Create the "permutation mask": which tokens does each token get to look at when making the prediction?

It's `batch_size` by `src_token` by `tgt_token`. Element `b, src, tgt` is `0` if `tgt` gets to see `src` in batch sample `b`, `1` otherwise.

In [23]:
perm_mask = torch.zeros((1, n_tokens, n_tokens), dtype=torch.float, device=device)
# Mask the token to predict.
perm_mask[:, :, idx_to_predict] = 1.0
perm_mask[:, -5:, -5:]  # show it for the last 5 tokens

tensor([[[0., 1., 0., 0., 0.],
         [0., 1., 0., 0., 0.],
         [0., 1., 0., 0., 0.],
         [0., 1., 0., 0., 0.],
         [0., 1., 0., 0., 0.]]], device='cuda:0')

Create the "target mapping", which is `batch_size` x `num_targets` x `seq_length`. Each target should have a `1` for one of the sequence elements, corresponding to which token to try to predict.

In [24]:
target_mapping = torch.zeros((1, 1, input_ids.shape[1]), dtype=torch.float, device=device)  # Shape [1, 1, seq_length] => let's predict one token
target_mapping[0, 0, idx_to_predict] = 1.0  # Our first (and only) prediction
target_mapping

tensor([[[0., 0., 0., 0., 0., 0., 0., 0., 0., 0., 0., 0., 0., 0., 0., 0., 0.,
          0., 0., 0., 0., 0., 0., 0., 0., 0., 0., 0., 0., 0., 0., 0., 0., 0.,
          0., 0., 0., 0., 0., 0., 0., 0., 0., 0., 0., 0., 0., 0., 0., 0., 0.,
          0., 0., 0., 0., 0., 0., 0., 0., 0., 0., 0., 0., 0., 0., 0., 0., 0.,
          0., 0., 0., 0., 0., 0., 0., 0., 0., 0., 0., 0., 0., 0., 0., 0., 0.,
          0., 0., 0., 0., 0., 0., 0., 0., 0., 0., 0., 0., 0., 0., 0., 0., 0.,
          0., 0., 0., 0., 0., 0., 0., 0., 0., 0., 0., 0., 0., 0., 0., 0., 0.,
          0., 0., 0., 0., 0., 0., 0., 0., 0., 0., 0., 0., 0., 0., 0., 0., 0.,
          0., 0., 0., 0., 0., 0., 0., 0., 0., 0., 0., 0., 0., 0., 0., 0., 0.,
          0., 0., 0., 0., 0., 0., 0., 0., 0., 0., 0., 0., 0., 0., 0., 0., 1.,
          0., 0., 0.]]], device='cuda:0')

Now call the model. It returns the next token logits, and other data if we ask but we didn't.

In [25]:
with torch.no_grad():
    outputs = model(input_ids, perm_mask=perm_mask, target_mapping=target_mapping)
outputs

(tensor([[[ -2.7657, -11.9402, -11.9371,  ...,  -9.3074,  -9.3252, -10.9300]]],
        device='cuda:0'),)

In [26]:
next_token_logits = outputs[0]  # Output has shape [target_mapping.size(0), target_mapping.size(1), config.vocab_size]

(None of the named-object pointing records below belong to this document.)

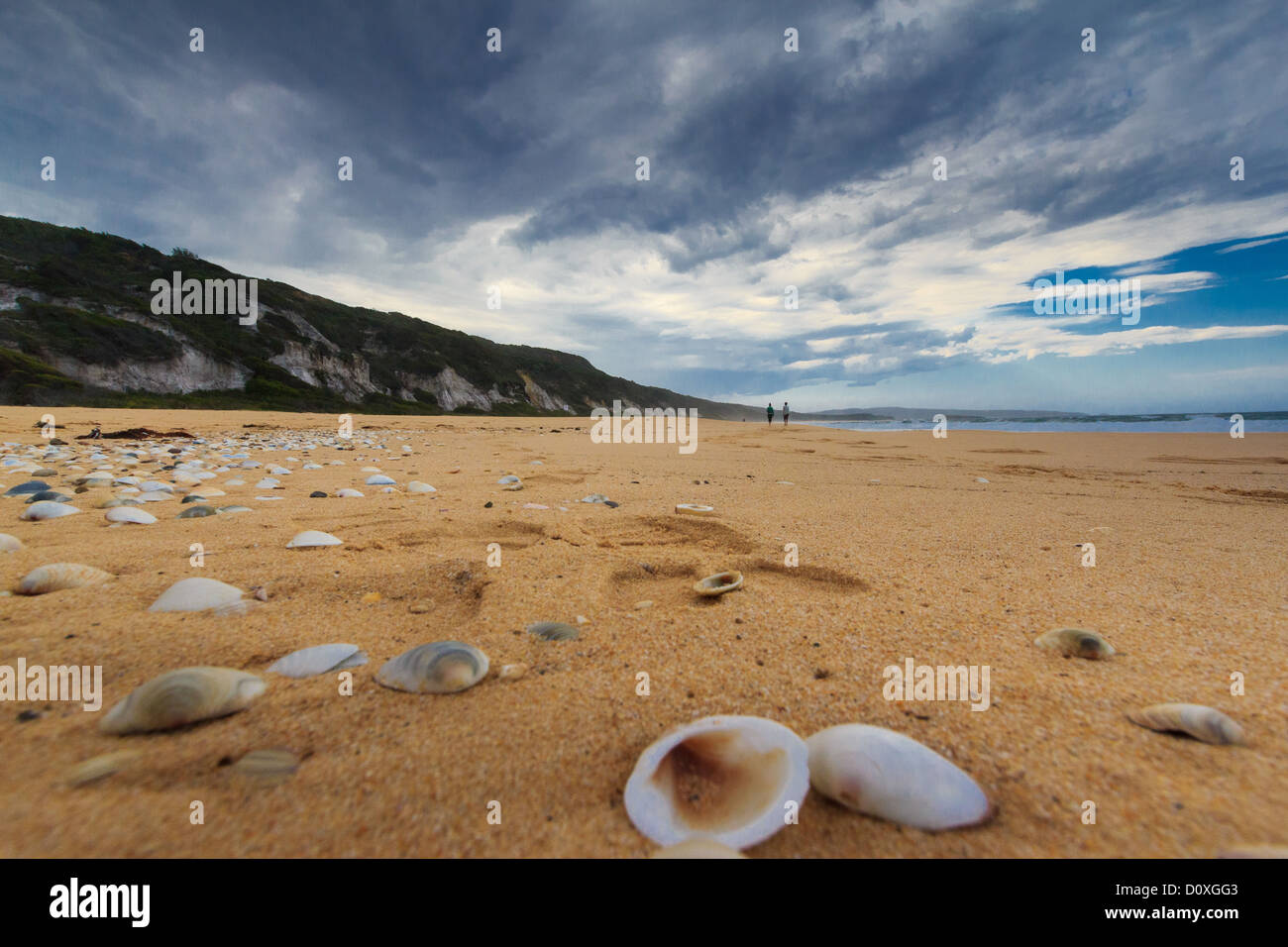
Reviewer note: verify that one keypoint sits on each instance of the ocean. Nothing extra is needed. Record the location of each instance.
(1253, 423)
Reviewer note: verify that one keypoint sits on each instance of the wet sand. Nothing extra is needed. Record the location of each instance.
(1189, 586)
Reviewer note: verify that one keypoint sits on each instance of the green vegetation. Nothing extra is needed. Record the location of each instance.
(77, 283)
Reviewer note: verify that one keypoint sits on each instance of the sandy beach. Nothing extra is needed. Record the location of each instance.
(902, 554)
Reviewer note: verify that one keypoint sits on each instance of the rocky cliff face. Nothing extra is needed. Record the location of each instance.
(76, 322)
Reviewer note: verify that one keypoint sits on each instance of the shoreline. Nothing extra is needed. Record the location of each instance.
(925, 564)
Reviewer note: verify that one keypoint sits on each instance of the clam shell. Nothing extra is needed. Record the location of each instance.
(890, 776)
(698, 848)
(47, 509)
(1202, 723)
(26, 488)
(719, 583)
(726, 779)
(436, 668)
(101, 766)
(313, 538)
(196, 512)
(270, 764)
(59, 575)
(180, 697)
(1076, 642)
(320, 659)
(553, 630)
(129, 514)
(197, 595)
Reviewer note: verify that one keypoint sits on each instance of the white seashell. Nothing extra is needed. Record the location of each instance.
(155, 496)
(436, 668)
(59, 575)
(890, 776)
(719, 583)
(1193, 719)
(321, 659)
(47, 509)
(129, 514)
(313, 538)
(728, 779)
(698, 847)
(197, 595)
(180, 697)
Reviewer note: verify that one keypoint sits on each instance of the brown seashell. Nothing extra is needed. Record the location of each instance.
(1076, 642)
(719, 583)
(59, 575)
(1193, 719)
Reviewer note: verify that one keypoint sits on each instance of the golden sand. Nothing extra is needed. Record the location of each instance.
(1189, 586)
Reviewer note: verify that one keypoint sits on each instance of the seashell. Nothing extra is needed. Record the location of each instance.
(553, 630)
(719, 583)
(101, 766)
(155, 496)
(59, 575)
(436, 668)
(1076, 642)
(320, 659)
(180, 697)
(890, 776)
(129, 514)
(27, 487)
(47, 509)
(725, 779)
(270, 764)
(698, 847)
(48, 495)
(197, 595)
(1194, 719)
(313, 538)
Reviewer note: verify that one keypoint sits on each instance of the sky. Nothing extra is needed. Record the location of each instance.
(767, 169)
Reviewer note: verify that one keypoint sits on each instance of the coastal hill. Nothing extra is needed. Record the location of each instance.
(76, 328)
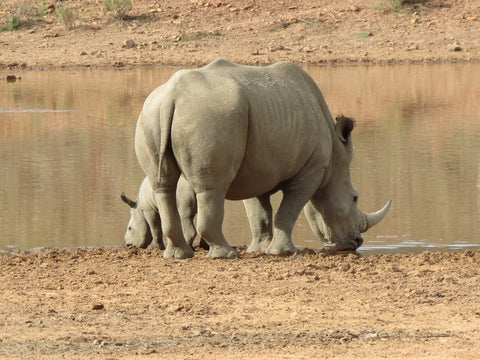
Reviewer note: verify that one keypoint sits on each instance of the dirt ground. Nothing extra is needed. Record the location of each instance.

Predictions for filling in that blank:

In [27]:
tokenizer.convert_ids_to_tokens(next_token_logits[0, 0].topk(30).indices)

['▁name',
 '▁dog',
 '▁avatar',
 '▁cat',
 '▁son',
 '▁blog',
 '▁picture',
 '▁friend',
 '▁daughter',
 '▁boy',
 '▁wife',
 '▁baby',
 '▁brother',
 '▁puppy',
 '▁face',
 '▁girl',
 '▁husband',
 '▁hair',
 '▁website',
 '▁boyfriend',
 '▁sister',
 '▁nephew',
 '▁guy',
 '▁kitten',
 '▁character',
 '▁site',
 '▁child',
 '▁photo',
 '▁post',
 '▁girlfriend']

You can check for yourself that the predictions don't change if you change the "masked" token.